The Data Fairy is Dead

Five data lineage myths that the masterclass got right

Nicola Askham has spent years helping organizations untangle their data. During a manual lineage exercise at one company, she traced a data quality issue upstream through multiple systems, only to hear a colleague snap: “What do you think it is? The Data Fairy lives in the data warehouse and magically makes all our data right?”

The joke landed because the belief behind it is widespread. Across industries, organizations still operate as if governance happens on its own and data arrives in the right place, at the right quality, with the right permissions. No one maps how it got there because everyone assumes someone else already did. Gartner’s 2025 CDAO survey found that governance ranked as the least effective capability among data and analytics teams, with only 55% of organizations rating their efforts as effective.1

At a recent Solidatus Data Masterclass, three practitioners dismantled the myths that keep this fairy tale alive. Nicola Askham is an independent data governance coach who has guided governance programs across dozens of enterprises. Philip Dutton is the CEO and co-founder of Solidatus, a data lineage platform built for complex enterprises, drawing on nearly two decades of experience in financial services. Caleb Watkins is a Solidatus solutions engineer who builds lineage implementations for complex organizations. Together, their conversation surfaced five misconceptions that most governance teams still carry and exposed why AI is about to stress-test every one of them.

1 – Data lineage is a documentation exercise

Data lineage tracks how data moves through an organization, from its origin through every transformation, system, and output. When organizations think of lineage as documentation, they get documentation: static diagrams that go stale the moment a pipeline changes.

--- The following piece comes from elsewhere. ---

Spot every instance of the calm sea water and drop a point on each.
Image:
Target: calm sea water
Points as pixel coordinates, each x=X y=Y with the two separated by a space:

Nicola has watched teams produce lineage artifacts for an audit, file them away, and then start from scratch when the next review cycle arrives because everything has changed in the interim.

“Don’t treat data lineage just as documentation. Think of data lineage as infrastructure for your organization.” — Caleb Watkins, Solidatus

Philip sharpened the distinction during the session: “Lineage isn’t documentation. It’s part of an operating model of a really agile business.” Infrastructure implies something living, queryable, and load-bearing. It means a map that updates when the territory changes, one that people can query without filing a request and waiting weeks for an answer. According to Gartner, only 34% of organizations have connected governance to outcomes and business value.2 The rest are still producing artifacts that satisfy a compliance requirement but fail to inform the decisions that governance exists to support.

2 – Data quality problems live where you find them

When a dashboard shows bad numbers, the instinct is to fix the dashboard. A report that fails validation gets investigated at the report level. Nicola described spending years doing exactly this kind of manual forensic work, tracing data quality issues through layers of systems and transformations: “Just because it’s come from the data warehouse doesn’t mean it’s right, because that’s come from somewhere else before that, and probably somewhere else before that.”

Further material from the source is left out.